Search
strumenti

Methods and software of the statistical process

Data integration

Record linkage

Record linkage is an important process for the integration of data coming from different sources. The purpose of record linkage is to identify the same real world entity that can be differently represented in data sources, even if unique identifiers are not available or are affected by errors.

In official statistics, record linkage is needed for several applications: for instance,

  • to enrich the information stored in different data sets;
  • to create, update and de-duplicate a frame;
  • to improve the data quality of a source;
  • to measure a population amount by capture-recapture method;
  • to check the confidentiality of public-use microdata.

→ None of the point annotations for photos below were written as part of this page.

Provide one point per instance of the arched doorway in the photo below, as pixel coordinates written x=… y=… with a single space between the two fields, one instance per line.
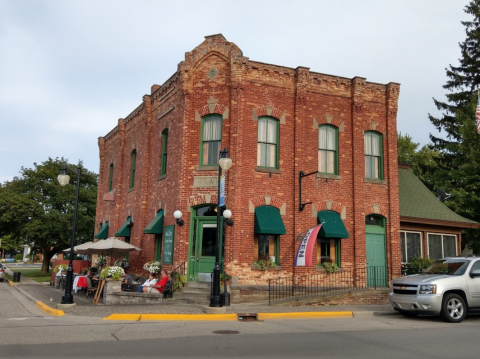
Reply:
x=202 y=243
x=376 y=251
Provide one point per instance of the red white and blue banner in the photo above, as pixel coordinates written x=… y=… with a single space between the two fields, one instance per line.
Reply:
x=305 y=250
x=477 y=112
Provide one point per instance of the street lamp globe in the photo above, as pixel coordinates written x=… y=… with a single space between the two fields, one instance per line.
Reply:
x=63 y=178
x=177 y=214
x=227 y=214
x=225 y=163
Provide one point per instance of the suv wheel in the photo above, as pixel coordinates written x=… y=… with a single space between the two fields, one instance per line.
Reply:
x=454 y=309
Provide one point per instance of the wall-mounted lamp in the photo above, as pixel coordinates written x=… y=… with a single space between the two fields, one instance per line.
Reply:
x=178 y=217
x=228 y=214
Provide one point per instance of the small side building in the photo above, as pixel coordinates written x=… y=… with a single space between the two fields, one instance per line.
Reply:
x=428 y=228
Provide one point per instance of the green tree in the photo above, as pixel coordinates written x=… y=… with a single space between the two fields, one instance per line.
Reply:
x=35 y=208
x=458 y=143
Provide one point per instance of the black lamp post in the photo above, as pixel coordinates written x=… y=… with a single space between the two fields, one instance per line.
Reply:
x=64 y=179
x=224 y=163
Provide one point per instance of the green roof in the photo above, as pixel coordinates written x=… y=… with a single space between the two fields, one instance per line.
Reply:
x=332 y=225
x=417 y=201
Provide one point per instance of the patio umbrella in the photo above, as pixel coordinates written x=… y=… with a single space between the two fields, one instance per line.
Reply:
x=111 y=246
x=81 y=249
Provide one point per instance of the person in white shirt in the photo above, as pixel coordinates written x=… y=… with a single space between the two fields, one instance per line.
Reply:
x=149 y=282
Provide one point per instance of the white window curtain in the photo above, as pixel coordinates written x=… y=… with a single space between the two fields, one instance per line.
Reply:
x=267 y=143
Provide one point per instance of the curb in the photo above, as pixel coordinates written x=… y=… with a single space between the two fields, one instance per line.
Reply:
x=40 y=305
x=49 y=310
x=227 y=317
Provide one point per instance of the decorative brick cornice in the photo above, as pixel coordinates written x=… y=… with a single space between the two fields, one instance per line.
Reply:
x=328 y=206
x=329 y=120
x=372 y=125
x=269 y=111
x=199 y=199
x=267 y=201
x=212 y=107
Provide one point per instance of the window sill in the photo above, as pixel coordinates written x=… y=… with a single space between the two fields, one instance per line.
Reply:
x=328 y=176
x=276 y=268
x=322 y=270
x=374 y=180
x=206 y=168
x=268 y=170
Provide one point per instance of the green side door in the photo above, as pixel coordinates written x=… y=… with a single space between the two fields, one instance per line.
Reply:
x=376 y=260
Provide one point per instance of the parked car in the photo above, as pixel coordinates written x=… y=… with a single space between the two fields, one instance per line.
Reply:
x=2 y=272
x=449 y=288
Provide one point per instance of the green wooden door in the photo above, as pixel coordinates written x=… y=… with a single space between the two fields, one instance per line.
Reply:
x=376 y=260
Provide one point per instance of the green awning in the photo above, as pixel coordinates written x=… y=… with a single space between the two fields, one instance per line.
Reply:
x=332 y=225
x=124 y=231
x=156 y=225
x=268 y=221
x=103 y=232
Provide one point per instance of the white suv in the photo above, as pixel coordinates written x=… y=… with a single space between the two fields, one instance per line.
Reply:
x=450 y=288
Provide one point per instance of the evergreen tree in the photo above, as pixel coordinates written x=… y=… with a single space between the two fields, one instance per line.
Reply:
x=458 y=144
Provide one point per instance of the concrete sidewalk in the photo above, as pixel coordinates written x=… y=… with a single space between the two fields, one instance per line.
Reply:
x=48 y=295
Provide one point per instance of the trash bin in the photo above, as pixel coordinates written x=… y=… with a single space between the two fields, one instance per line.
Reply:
x=16 y=276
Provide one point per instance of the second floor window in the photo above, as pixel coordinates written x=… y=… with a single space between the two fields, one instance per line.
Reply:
x=373 y=155
x=211 y=139
x=132 y=173
x=110 y=181
x=163 y=169
x=327 y=149
x=267 y=142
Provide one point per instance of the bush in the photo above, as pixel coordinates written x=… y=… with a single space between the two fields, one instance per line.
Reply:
x=417 y=265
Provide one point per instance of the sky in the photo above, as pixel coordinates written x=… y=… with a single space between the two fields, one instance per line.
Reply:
x=70 y=69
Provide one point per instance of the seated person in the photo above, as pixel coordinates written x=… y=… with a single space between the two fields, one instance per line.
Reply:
x=92 y=281
x=149 y=282
x=127 y=284
x=159 y=286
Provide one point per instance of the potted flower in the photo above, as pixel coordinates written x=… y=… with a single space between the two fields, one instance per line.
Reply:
x=152 y=267
x=225 y=276
x=113 y=272
x=122 y=263
x=60 y=268
x=100 y=261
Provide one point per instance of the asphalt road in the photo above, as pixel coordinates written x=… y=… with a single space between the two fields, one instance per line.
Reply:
x=26 y=332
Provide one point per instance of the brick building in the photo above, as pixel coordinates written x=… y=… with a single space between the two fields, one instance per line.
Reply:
x=275 y=121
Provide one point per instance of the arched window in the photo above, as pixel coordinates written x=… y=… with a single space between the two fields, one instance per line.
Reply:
x=211 y=139
x=328 y=149
x=373 y=155
x=267 y=142
x=132 y=173
x=163 y=169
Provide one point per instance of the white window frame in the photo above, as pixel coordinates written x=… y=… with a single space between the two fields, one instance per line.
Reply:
x=421 y=243
x=442 y=234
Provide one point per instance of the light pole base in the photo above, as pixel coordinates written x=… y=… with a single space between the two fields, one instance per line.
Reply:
x=215 y=310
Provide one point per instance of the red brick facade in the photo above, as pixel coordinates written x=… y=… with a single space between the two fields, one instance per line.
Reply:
x=216 y=78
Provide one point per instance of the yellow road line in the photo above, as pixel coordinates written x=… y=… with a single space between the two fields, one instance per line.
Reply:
x=46 y=309
x=135 y=317
x=227 y=317
x=191 y=317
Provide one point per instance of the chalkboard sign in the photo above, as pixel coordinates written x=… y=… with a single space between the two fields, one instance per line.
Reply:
x=168 y=234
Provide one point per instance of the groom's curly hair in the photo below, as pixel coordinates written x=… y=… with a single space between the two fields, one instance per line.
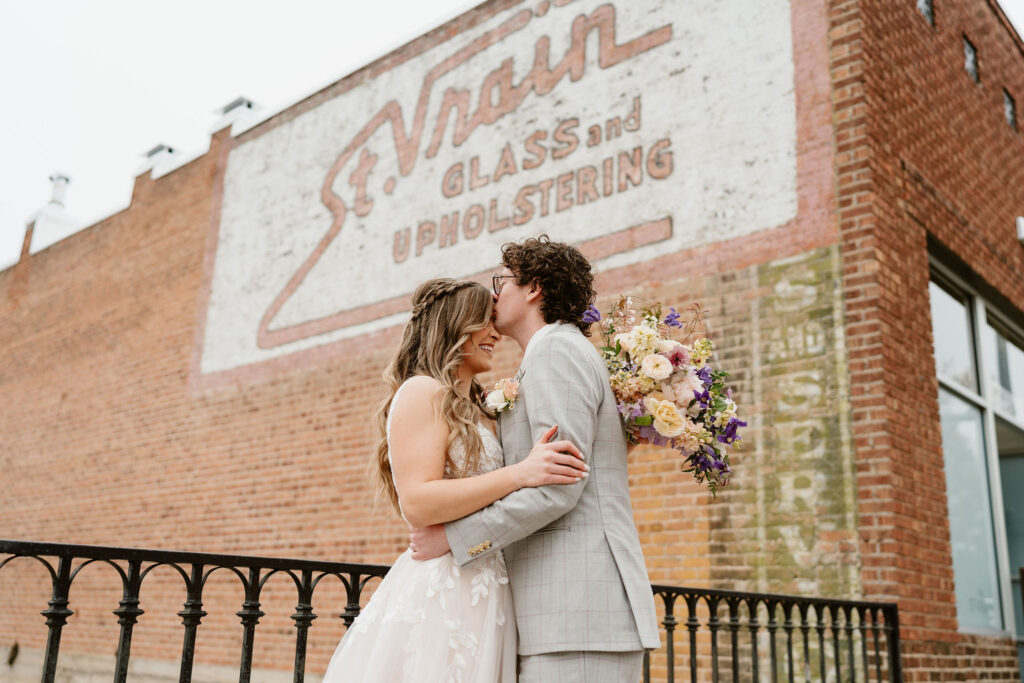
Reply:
x=562 y=273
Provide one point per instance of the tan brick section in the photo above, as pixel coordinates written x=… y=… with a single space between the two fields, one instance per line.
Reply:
x=112 y=436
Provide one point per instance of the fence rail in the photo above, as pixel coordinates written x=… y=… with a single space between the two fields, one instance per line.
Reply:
x=752 y=623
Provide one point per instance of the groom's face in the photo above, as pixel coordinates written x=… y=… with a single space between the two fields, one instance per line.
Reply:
x=510 y=303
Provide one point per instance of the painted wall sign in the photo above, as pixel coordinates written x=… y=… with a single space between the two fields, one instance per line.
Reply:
x=636 y=129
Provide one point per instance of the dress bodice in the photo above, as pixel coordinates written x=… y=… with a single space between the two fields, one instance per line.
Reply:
x=491 y=459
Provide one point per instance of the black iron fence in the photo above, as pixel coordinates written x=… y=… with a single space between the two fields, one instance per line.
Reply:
x=728 y=635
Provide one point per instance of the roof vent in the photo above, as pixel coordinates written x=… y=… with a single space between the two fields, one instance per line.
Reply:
x=160 y=156
x=239 y=113
x=52 y=222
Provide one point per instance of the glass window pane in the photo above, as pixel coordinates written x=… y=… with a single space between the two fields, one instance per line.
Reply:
x=970 y=515
x=951 y=330
x=1006 y=361
x=1011 y=446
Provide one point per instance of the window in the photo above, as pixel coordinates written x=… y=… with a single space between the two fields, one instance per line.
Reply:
x=926 y=8
x=1010 y=109
x=979 y=360
x=971 y=59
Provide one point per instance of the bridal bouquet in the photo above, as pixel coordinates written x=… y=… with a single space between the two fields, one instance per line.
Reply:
x=668 y=393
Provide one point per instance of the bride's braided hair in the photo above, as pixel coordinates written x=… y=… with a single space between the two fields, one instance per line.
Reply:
x=444 y=313
x=435 y=289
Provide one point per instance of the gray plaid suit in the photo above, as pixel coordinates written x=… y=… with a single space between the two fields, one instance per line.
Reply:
x=574 y=563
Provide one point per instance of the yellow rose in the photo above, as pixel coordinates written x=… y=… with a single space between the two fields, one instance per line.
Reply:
x=668 y=422
x=655 y=367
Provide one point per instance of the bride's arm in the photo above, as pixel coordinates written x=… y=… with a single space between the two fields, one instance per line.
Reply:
x=418 y=446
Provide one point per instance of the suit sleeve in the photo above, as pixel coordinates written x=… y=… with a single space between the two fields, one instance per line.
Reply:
x=560 y=387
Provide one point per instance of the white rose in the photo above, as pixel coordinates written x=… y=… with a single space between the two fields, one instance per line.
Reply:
x=655 y=367
x=496 y=399
x=666 y=345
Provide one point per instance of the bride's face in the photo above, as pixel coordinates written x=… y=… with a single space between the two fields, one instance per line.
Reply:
x=479 y=349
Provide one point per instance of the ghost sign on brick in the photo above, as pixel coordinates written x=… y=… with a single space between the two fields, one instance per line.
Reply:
x=634 y=129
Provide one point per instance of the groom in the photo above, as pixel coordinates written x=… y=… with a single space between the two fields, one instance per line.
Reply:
x=583 y=600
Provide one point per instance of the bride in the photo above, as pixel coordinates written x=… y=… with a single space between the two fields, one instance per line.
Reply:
x=439 y=460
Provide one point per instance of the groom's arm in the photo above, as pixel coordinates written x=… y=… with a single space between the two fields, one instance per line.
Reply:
x=561 y=388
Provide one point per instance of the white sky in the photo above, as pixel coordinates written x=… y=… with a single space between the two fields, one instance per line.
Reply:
x=88 y=87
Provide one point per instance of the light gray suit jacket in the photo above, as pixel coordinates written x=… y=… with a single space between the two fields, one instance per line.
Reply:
x=574 y=563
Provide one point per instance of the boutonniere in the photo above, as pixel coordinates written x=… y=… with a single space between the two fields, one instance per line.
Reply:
x=503 y=395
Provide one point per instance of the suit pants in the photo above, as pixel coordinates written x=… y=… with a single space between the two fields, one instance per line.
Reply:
x=582 y=667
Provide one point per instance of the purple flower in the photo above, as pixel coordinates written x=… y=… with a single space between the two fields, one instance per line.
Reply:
x=679 y=356
x=729 y=434
x=702 y=397
x=672 y=319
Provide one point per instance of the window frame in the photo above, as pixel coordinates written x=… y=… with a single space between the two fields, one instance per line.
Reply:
x=979 y=311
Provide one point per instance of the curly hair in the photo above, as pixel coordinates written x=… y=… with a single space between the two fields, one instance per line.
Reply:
x=562 y=273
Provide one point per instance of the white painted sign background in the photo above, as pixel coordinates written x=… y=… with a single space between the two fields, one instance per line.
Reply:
x=708 y=101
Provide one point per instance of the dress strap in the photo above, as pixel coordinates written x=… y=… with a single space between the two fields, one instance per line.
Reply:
x=394 y=398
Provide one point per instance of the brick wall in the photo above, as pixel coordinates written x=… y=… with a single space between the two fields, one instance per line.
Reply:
x=925 y=157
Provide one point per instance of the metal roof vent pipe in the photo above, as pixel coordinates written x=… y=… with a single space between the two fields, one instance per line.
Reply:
x=52 y=222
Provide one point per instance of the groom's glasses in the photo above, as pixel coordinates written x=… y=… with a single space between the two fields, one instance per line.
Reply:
x=497 y=284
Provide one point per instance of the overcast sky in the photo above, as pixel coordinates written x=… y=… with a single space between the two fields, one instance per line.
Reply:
x=88 y=87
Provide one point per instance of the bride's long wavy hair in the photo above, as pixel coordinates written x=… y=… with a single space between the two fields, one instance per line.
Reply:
x=444 y=313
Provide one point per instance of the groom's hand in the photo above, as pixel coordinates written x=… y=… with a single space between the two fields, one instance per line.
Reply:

The complexity of the whole linking process relies on several aspects. The lack of unique identifiers requires sophisticated statistical procedures, the huge amount of data to process involves complex IT solutions, constraints related to a specific application may require the solution of difficult linear programming problems.

Statistical matching

The goal of statistical matching (sometimes named as data fusion) is the integration of two or more data sources referring to the same population with the aim of exploring the relationships between variables that are not jointly observed in the same data source. The sources to be integrated are composed of different non-overlapping units; as usually happens when data from several sample surveys are integrated. The typical situation of statistical matching is the one in which there are two data sources A and B; variables X and Y are available in A, variables X and Z are observed in B; the objective is to study the relationship between Y and Z by exploiting the common information in X. The objective of statistical matching can be macro or micro; in the first case the interest is in one or more parameters that summarize the relationship between Y and Z (correlation coefficient, regression coefficient, contingency table, etc.); in the second case the result of integration is a synthetic data set in which all the variables of interest, X, Y and Z are present.

The objectives of matching can be achieved by means of a parametric or nonparametric approach, or a mixture of them (mixed methods).

The parametric approach requires the specification of a model and the estimation of the related parameters. In absence of auxiliary information, it is generally assumed the conditional independence of Y and Z given the common variables X. This assumption is rather strong and unfortunately in the typical situation of the matching it is not testable.

Nonparametric methods are usually applied when you have a micro objective. In this case hot-deck imputation methods are frequently used. They aims at imputing missing variables in the data set chosen as recipient (for instance A) by using the observed values in the data set (B) chosen as donor. The donor unit for a given unit in A is the most similar observation in B in terms of the values of the common variables X. The mixed approach is composed of two steps: 1) a parametric model is assumed, parameter estimation is performed, and imputation is carried out; 2) a hot-deck imputation procedure is applied, it makes use of imputed values for choosing the donor observation.

It is worthwhile noting that an alternative approach based on the quantification of the uncertainty inherent the estimation of a particular parameter can be used. This approach does not require the conditional independence assumption nor of auxiliary information on non-identifiable parameters, i.e., those related to relations between Y and Z. The study of uncertainty does not lead to a point estimate but to a set of plausible estimates. The set of parameter estimates referring to Y and Z is composed of those consistent with the estimates obtainable from the data at hand, i.e., parameters concerning the couples (Y, X) and (Z, X).

The application of the matching data from complex surveys poses additional problems. In such circumstances it is required to take into account the sampling design as well as the other methodologies used to deal with nonsampling errors (coverage and non-response).